Un matrimonio da favola: il finale del film di Carlo Vanzina
Un matrimonio da favola di un vecchio amico è l'occasione per ritrovare persone lontane e tornare a giocare insieme, nonostante tutto...
In Un matrimonio da favola Daniele (Ricky Memphis) e Barbara (Andrea Osvart) convoleranno a nozze a breve e lo sposo decide di invitare vecchi amici che non sente da tempo, per ritrovarsi e stare insieme, ma anche per avere intorno a sé un po’ di facce amiche visto che tutti gli altri invitati sono persone molto lontane da lui. Barbara è infatti la figlia del proprietario della banca in cui lavora Daniele e il futuro suocero non perde occasione per sottolineare l’inadeguatezza dell’uomo nei confronti della figlia, facendo pressioni riguardo ad aspettative personali e lavorative che non lasciano scampo al genero.
In questa spirale di sofferenza e preoccupazioni, Daniele cerca negli occhi degli amici un conforto, ma insieme all’antico divertimento trova anche antichi attriti e nuove incomprensioni. In Un matrimonio da favola Carlo Vanzina alla regia, insieme al fratello anche sceneggiatore, perpetra i suoi usuali meccanismi narrativi, arricchendo la trama con un fitto susseguirsi di gag e situazioni paradossali, in cui le iperboliche evoluzioni dei rapporti tra i protagonisti assumono forme a dir poco inverosimili.

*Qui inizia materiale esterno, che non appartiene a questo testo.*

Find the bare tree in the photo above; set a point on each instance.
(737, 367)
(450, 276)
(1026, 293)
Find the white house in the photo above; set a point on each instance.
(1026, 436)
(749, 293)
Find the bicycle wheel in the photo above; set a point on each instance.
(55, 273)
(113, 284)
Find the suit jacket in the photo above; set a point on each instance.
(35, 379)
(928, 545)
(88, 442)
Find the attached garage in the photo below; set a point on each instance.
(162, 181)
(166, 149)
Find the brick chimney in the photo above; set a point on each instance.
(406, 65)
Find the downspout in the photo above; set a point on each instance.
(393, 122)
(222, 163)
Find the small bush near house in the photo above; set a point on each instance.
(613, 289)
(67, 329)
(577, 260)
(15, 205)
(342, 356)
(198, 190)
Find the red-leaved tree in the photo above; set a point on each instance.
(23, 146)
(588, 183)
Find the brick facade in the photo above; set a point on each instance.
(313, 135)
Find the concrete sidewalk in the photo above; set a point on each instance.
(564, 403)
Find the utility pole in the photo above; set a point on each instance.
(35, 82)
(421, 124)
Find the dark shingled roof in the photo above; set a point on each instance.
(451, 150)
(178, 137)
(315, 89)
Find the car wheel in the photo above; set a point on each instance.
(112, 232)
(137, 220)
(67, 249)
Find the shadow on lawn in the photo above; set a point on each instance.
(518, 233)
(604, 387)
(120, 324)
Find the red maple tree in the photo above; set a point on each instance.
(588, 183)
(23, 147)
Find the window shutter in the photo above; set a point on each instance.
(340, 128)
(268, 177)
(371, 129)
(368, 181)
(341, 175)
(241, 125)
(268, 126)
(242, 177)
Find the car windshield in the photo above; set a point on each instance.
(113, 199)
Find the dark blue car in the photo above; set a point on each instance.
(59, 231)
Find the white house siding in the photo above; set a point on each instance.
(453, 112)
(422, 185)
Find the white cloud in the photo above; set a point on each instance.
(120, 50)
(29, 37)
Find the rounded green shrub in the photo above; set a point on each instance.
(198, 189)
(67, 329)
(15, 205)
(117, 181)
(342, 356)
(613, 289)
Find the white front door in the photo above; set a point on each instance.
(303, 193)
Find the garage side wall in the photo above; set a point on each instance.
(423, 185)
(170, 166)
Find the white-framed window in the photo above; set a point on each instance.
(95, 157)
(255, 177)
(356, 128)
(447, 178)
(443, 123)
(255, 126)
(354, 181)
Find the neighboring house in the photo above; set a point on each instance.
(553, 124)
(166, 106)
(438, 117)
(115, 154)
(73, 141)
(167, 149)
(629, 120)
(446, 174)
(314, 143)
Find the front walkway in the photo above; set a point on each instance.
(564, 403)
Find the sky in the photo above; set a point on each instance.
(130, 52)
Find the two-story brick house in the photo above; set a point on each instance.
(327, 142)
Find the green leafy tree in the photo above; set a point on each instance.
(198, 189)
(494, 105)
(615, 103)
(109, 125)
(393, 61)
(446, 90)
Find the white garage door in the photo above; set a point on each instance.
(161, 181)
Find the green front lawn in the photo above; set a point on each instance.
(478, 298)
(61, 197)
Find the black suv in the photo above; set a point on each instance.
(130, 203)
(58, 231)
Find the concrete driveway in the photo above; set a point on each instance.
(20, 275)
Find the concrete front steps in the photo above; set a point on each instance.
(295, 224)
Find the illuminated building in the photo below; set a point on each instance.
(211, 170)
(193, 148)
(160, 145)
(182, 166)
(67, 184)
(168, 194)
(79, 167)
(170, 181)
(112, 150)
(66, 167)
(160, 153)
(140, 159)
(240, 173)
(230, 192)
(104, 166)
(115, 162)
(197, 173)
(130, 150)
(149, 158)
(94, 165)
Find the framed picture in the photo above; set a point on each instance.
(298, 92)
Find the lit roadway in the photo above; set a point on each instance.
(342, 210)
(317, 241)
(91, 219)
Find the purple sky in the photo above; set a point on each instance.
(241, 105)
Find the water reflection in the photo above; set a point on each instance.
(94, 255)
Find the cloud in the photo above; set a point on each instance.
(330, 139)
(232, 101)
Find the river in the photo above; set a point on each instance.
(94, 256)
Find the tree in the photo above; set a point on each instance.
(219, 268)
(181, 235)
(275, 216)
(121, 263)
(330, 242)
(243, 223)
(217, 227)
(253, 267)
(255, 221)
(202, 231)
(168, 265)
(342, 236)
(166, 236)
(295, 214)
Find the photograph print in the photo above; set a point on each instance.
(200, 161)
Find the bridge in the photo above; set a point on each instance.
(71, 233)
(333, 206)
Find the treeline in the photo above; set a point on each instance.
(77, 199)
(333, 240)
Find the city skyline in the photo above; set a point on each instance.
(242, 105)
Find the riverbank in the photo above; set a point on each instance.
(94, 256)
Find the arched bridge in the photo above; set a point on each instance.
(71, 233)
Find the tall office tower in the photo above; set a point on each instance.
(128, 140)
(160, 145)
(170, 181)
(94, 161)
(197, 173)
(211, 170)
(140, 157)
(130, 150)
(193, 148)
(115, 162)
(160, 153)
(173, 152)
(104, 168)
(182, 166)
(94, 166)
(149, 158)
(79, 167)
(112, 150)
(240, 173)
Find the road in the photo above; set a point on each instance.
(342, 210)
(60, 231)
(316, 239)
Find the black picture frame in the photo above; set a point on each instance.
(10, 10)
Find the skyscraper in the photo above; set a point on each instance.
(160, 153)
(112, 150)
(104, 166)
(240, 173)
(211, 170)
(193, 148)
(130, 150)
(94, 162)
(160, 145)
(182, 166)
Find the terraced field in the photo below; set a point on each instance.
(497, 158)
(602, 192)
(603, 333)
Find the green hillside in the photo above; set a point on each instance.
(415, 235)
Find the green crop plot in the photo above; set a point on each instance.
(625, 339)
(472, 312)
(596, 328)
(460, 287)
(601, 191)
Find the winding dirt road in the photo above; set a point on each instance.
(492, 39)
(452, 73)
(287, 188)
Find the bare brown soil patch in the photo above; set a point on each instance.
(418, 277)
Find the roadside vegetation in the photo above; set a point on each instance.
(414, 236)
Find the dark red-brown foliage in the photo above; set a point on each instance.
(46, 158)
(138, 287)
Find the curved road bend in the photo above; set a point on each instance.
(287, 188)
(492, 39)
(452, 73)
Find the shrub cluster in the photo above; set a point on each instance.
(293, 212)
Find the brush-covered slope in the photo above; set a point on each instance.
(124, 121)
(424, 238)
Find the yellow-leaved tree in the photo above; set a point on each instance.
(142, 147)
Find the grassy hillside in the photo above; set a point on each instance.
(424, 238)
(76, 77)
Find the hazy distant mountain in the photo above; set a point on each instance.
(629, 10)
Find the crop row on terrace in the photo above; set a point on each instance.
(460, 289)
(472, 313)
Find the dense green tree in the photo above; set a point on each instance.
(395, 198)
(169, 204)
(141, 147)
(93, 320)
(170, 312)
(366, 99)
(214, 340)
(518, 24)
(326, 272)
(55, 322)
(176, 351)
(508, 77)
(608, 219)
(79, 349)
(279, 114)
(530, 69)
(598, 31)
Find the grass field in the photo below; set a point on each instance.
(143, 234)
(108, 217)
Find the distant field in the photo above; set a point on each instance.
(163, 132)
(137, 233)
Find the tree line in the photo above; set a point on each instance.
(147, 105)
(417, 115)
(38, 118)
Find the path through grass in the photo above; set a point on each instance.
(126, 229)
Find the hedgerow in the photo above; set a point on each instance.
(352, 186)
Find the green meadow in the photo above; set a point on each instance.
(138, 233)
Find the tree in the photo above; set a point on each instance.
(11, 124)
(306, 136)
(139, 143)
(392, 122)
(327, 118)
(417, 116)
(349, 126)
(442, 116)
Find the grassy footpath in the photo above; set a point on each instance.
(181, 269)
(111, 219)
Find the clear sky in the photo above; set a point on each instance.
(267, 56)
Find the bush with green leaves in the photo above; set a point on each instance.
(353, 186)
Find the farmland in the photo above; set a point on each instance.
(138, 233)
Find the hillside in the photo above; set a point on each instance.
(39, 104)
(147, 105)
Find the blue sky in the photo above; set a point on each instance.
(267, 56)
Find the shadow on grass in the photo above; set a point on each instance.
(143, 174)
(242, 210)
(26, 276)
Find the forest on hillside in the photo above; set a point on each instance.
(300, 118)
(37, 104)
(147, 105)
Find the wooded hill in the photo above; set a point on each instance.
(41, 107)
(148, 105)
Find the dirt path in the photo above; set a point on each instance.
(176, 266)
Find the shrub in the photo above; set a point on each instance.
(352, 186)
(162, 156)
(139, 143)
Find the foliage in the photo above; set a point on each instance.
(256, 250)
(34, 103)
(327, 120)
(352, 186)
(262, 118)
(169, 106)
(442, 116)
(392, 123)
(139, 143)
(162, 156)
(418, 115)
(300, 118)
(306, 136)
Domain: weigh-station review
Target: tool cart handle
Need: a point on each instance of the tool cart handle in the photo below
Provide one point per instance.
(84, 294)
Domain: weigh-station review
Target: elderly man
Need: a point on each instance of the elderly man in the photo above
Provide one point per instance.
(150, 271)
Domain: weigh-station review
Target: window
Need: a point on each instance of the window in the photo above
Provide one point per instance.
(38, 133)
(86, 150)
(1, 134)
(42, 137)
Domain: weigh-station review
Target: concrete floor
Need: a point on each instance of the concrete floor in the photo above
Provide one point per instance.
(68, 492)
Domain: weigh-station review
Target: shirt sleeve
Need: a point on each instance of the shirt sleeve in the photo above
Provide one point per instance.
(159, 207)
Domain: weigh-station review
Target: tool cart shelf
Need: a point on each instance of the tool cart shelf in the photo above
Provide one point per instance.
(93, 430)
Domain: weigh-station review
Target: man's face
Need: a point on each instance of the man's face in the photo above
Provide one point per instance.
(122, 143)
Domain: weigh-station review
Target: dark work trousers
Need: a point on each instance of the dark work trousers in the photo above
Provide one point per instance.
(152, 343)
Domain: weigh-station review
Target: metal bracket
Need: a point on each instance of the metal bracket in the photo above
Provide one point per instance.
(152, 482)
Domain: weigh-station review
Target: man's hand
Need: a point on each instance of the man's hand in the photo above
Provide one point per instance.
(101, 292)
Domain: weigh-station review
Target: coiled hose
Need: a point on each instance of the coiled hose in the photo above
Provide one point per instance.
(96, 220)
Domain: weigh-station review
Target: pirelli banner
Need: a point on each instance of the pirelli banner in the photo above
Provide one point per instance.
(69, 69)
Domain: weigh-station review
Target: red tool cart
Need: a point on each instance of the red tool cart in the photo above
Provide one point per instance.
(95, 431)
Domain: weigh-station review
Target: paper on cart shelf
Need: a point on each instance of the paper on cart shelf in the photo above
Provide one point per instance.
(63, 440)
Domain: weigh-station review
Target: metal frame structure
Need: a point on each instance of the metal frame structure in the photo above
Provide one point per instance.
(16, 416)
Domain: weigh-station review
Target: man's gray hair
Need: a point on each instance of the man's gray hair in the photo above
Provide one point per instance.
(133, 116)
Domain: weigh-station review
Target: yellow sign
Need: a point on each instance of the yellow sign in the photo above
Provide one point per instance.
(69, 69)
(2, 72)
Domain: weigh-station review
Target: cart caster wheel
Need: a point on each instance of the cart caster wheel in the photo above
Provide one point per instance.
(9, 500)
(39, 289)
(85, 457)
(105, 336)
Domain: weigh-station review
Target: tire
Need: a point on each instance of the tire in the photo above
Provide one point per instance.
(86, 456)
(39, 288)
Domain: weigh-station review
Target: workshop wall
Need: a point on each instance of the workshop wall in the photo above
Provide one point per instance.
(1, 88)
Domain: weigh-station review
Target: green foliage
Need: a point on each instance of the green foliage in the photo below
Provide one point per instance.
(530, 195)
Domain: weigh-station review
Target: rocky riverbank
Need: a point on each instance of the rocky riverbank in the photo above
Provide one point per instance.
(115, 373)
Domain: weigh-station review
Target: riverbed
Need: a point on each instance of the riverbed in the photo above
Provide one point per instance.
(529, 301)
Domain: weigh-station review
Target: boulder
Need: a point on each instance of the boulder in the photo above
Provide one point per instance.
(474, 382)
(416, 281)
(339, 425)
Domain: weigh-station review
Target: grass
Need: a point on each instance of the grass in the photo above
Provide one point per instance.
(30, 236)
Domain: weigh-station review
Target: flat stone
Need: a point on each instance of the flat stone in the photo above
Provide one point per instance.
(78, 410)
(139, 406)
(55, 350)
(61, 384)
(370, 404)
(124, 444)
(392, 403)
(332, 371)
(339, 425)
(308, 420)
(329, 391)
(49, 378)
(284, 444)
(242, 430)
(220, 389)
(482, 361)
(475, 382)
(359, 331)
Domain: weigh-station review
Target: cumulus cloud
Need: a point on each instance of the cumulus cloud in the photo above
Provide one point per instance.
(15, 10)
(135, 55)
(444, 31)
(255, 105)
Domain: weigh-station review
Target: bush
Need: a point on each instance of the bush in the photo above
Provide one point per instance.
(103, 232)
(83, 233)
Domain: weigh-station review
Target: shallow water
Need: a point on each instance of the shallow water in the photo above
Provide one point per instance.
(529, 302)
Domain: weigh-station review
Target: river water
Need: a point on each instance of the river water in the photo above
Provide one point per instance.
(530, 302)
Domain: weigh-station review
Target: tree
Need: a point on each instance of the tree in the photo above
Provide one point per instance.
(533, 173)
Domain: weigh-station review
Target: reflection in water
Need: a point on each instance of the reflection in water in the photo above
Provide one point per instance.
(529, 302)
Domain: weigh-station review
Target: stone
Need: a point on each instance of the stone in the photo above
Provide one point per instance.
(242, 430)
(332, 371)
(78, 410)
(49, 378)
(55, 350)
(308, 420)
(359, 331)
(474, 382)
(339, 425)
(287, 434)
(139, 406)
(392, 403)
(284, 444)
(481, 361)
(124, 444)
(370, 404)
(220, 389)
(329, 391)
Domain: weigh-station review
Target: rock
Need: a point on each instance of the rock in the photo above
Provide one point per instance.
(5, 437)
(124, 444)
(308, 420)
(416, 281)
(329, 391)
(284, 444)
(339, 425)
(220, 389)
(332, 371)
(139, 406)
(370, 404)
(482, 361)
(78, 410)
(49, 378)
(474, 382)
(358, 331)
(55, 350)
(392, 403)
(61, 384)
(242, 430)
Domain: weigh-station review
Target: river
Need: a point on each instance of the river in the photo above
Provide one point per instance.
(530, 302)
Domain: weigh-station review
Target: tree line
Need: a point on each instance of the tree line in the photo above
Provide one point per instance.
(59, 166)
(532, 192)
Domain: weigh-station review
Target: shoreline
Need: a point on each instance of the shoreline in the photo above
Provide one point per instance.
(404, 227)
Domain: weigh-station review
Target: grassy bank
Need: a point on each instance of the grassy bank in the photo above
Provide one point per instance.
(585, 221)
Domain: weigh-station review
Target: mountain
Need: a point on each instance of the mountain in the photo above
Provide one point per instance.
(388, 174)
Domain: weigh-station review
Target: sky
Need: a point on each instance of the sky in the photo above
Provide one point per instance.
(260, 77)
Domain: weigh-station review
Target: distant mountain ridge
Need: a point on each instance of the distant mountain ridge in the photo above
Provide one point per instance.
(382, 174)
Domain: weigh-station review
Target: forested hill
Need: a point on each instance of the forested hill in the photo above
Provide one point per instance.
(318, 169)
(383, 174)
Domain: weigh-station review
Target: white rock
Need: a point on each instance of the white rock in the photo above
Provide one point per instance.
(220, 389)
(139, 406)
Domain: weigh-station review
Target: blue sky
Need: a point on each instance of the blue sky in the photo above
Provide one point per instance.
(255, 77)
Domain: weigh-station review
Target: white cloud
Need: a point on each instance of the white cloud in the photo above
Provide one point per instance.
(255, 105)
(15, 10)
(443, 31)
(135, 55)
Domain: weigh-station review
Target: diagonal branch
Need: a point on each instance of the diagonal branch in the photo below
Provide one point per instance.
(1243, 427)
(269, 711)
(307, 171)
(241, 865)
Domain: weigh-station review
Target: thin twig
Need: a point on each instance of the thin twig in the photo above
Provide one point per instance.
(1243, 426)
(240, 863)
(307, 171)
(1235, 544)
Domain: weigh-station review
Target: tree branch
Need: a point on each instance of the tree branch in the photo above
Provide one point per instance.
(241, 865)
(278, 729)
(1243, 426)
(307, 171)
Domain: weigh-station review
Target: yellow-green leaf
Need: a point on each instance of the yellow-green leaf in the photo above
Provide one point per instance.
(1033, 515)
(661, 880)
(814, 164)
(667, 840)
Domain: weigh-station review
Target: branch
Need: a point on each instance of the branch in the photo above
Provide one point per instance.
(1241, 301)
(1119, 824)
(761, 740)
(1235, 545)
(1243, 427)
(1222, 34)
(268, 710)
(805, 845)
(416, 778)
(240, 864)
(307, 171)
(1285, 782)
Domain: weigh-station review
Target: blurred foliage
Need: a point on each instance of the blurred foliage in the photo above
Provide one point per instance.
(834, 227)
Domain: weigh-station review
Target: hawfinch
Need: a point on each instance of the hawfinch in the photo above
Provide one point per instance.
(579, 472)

Un matrimonio da favola si conclude con un finale sbrigativo, ma immediatamente comprensibile
In questo contesto arriva il finale, che si inserisce nella narrazione del film come un altro tassello di un rapporto impossibile. Da un lato la notte brava dello sposo e dei suoi amici si occupa del risvolto da giullari, pronti a intrattenere il pubblico, dall’altro lato la fuga d’amore assume forme surreali, che si rivelano nella loro completezza nel finale di Un matrimonio da favola, in cui la sbrigativa risoluzione del matrimonio con buona accettazione da parte di tutti (persino degli inflessibili genitori di lei) apre le danze alla rievocazione dei ricordi di infanzia. Il corto circuito è presto creato, visto che la stessa scena di gioco infantile appare all’inizio del film. La scena dei ragazzini che prendono a calci un pallone divertendosi, con una spensieratezza che non lascia spazio a nessun tipo di preoccupazione apre e chiude la narrazione, regalando al pubblico una potente immagine dalla lettura immediata e che non lascia spazio a fraintendimenti.
D’altro canto, però, questa semplice trovata dalla sicura riuscita emotiva non risolve la questione che per tutto il film ci è stata proposta come cardine della trama, lasciando quanto meno perplessi gli spettatori che, di fatto, vengono invitati con grazia a dimenticarsi di buona parte del racconto per riconciliarsi con il finale. Si potrebbe pensare alla composizione di un invito a ritrovare se stessi nell’unione rinnovata con la parte più genuina di noi e, di riflesso, con le vecchie conoscenze che con tutta probabilità hanno dato forma agli adulti che siamo diventati. L’immagine creata è senza dubbio molto forte ed efficace a livello di impatto, quasi a chiedere venia per la leggerezza con cui viene trattata una vicenda personale che ha ben poco a che fare con scelte realistiche. Daniele diventa l’emblema dell’uomo sottomesso ai doveri sociali e alle aspettative di una gestione familiare anaffettiva, un uomo che trova giustizia in quei due calci al pallone che liberano tutti gli astanti all’improvviso (e quasi senza motivo), in modo da svelare finalmente la finzione sottesa dietro all’evento. Insieme a essa, ça va sans dire, si pretende di liberare il fanciullino che ci portiamo dentro, denunciando la maschera quotidianamente costruita e da cui è di fatto impossibile liberarsi.
Un matrimonio da favola non ha certo la pretesa di diventare un trattato filosofico, ma con il finale che chiede di dimenticarsi di ogni possibile richiesta di coerenza diegetica, trova un modo risolutivo e immediato per concludere la favola di Daniele e Barbara.